Henry Roderick Newman

(1843-1917)

Henry Roderick Newman was born in Easton, New York and grew up in New York City. While in his late teens he came under the influence of the American Pre-Raphaelite Thomas C. Farrer and began to execute meticulous and richly detailed nature studies. In 1864 he was elected a member of the Association for the Advancement of Truth in Art. Health problems led Newman to travel to Europe in 1870, first to France and then to Italy. He soon settled permanently in Florence and became a prominent member of the city's English-speaking colony. There John Ruskin became his champion -- acquiring still lifes, scenic views, and architectural renderings and helping him find patrons. He participated in Ruskin's Guild of St. George and created drawings and watercolors documenting early Italian art and architecture that was under threat of destruction.
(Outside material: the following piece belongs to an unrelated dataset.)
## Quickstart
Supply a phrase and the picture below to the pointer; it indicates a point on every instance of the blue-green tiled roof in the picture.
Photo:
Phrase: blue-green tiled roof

From 1887 to 1915, Newman spent almost every winter in Egypt (information provided by Royal W. Leith). Over the years he created numerous watercolors of temples and monuments which form an impressive visual record of ancient architecture and sculpture. For these works Newman developed a system of dating with opus numbers. He kept manuscript records of his travels in the country and his activities are noted in the letters of the American Egyptologist Charles Edwin Wilbour. Among other American artists to work in Egypt during the late 19th and 20th centuries were Henry Bacon, Louis Comfort Tiffany, Frederic Edwin Church, Sanford Gifford, Elihu Vedder, Frederic Arthur Bridgeman, Charles Sprague Pearce, Edwin Lord Weeks, H. Siddons Mowbray, John Singer Sargent and Edwin H. Blashfield.

"Among the Ruins of Philae" dates from January 19, 1893 and is inscribed with the opus number 816. It was first owned by the noted art collector and amateur archeologist Theodore Davis. The work was executed during the period when Newman was spending winters on the island of Philae, which is located near Aswan in southern Egypt, and depicts the eastern colonnade of the outer court in the foreground and a glimpse of the Temple of Isis in the background. When depicting the temples of Philae Newman consistently chose a vantage point from under a colonnade, focused on a small portion of the structure, and included a few human figures. Newman faithfully reproduces the various hieroglyphs and symbols that adorn the temple. He applies his favored medium of watercolor in a loose, soft and delicate manner, reflective of his later style.